Inflammatory Bowel Disease
Subject Category: Inflammatory Bowel Disease
Am J Gastroenterol 2009; 104:2222–2232; doi:10.1038/ajg.2009.264; published online 2 June 2009
Cost Effectiveness of Ulcerative Colitis Surveillance in the Setting of 5-Aminosalicylates
Joel H Rubenstein MD, MSc1,2, Akbar K Waljee MD1, Joanne M Jeter MD, MSc3, Fernando S Velayos MD4, Uri Ladabaum MD, MSc4 and Peter D R Higgins MD, PhD, MSc1
- 1The Division of Gastroenterology, Department of Internal Medicine, University of Michigan Medical Center, Ann Arbor, Michigan, USA
- 2Department of Internal Medicine, Veterans Affairs Center for Clinical Management Research, Ann Arbor, Michigan, USA
- 3Division of Hematology-Oncology, Department of Internal Medicine, Arizona Cancer Center, University of Arizona College of Medicine, Tucson, Arizona, USA
- 4Division of Gastroenterology, Department of Internal Medicine, University of California San Francisco Medical School, San Francisco, California, USA
Correspondence: Joel H. Rubenstein, MD, MSc, VA Medical Center (111-D), 2215 Fuller Road, Ann Arbor, Michigan 48105, USA. E-mail: jhr@umich.edu
Received 31 October 2008; Accepted 26 March 2009; Published online 2 June 2009.
Abstract
OBJECTIVES:
Colorectal cancer (CRC) is a feared complication of chronic ulcerative colitis (UC). Annual endoscopic surveillance is recommended for the detection of early neoplasia. 5-Aminosalicylates (5-ASAs) may prevent some UC-associated CRC. Therefore, in patients prescribed 5-ASAs for maintenance of remission, annual surveillance might be overly burdensome and inefficient. We aimed to determine the ideal frequency of surveillance in patients with UC maintained on 5-ASAs.
METHODS:
We performed systematic reviews of the literature, and created a Markov computer model simulating a cohort of 35-year-old men with chronic UC, followed until the age of 90 years.
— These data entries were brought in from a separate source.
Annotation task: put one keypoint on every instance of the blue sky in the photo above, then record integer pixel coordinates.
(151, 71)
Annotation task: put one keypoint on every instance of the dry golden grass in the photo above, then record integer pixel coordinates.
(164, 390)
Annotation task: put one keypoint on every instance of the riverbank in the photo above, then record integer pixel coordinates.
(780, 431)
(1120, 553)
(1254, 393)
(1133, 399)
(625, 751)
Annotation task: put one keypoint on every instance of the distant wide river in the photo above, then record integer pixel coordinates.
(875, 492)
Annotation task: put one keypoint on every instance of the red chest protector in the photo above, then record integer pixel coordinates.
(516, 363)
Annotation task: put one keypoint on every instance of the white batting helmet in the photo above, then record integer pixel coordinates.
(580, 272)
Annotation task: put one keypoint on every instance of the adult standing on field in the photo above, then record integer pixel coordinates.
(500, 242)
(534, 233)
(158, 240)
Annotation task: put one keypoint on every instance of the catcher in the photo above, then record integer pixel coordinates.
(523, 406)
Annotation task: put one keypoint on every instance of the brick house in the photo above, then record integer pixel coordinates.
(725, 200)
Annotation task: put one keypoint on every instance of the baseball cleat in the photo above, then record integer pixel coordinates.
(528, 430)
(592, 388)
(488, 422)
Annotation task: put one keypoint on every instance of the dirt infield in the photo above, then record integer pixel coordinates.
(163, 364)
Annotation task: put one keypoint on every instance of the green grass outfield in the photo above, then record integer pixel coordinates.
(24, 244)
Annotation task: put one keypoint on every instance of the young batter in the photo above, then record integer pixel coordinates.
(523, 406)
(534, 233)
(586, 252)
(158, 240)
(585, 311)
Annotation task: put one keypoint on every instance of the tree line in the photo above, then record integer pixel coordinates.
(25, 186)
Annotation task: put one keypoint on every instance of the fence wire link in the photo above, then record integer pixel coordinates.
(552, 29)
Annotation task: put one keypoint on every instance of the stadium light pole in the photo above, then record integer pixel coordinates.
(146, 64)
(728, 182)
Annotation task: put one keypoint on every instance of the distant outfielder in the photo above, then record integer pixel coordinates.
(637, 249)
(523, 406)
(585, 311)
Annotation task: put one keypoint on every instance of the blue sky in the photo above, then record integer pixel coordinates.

Twenty-two strategies were modeled: natural history (no 5-ASA or surveillance), surveillance without 5-ASA at intervals of 1–10 years, 5-ASA plus surveillance every 1–10 years, and 5-ASA alone. The primary outcome was the ideal interval of surveillance in the setting of 5-ASA maintenance, assuming a third-party payer was willing to pay $100,000 for each quality-adjusted life-year (QALY) gained.
RESULTS:
In the natural history strategy, the CRC incidence was 30%. Without 5-ASA, annual surveillance was the ideal strategy, preventing 89% of CRC and costing $69,100 per QALY gained compared with surveillance every 2 years. 5-ASA alone prevented 49% of CRC. In the setting of 5-ASA, surveillance every 3 years was ideal, preventing 87% of CRC. 5-ASA with surveillance every 2 years cost an additional $147,500 per QALY gained, and 5-ASA with annual surveillance cost nearly $1 million additional per QALY gained compared with every 2 years. In Monte Carlo simulations, surveillance every 2 years or less often was ideal in 95% of simulations.
CONCLUSIONS:
If 5-ASA is efficacious chemoprevention for UC-associated CRC, endoscopic surveillance might be safely performed every 2 years or less often. Such practice could decrease burdens to patients and on endoscopic resources with a minimal decrease in quality-adjusted length of life, because 5-ASA with annual surveillance may cost nearly $1 million per additional QALY gained.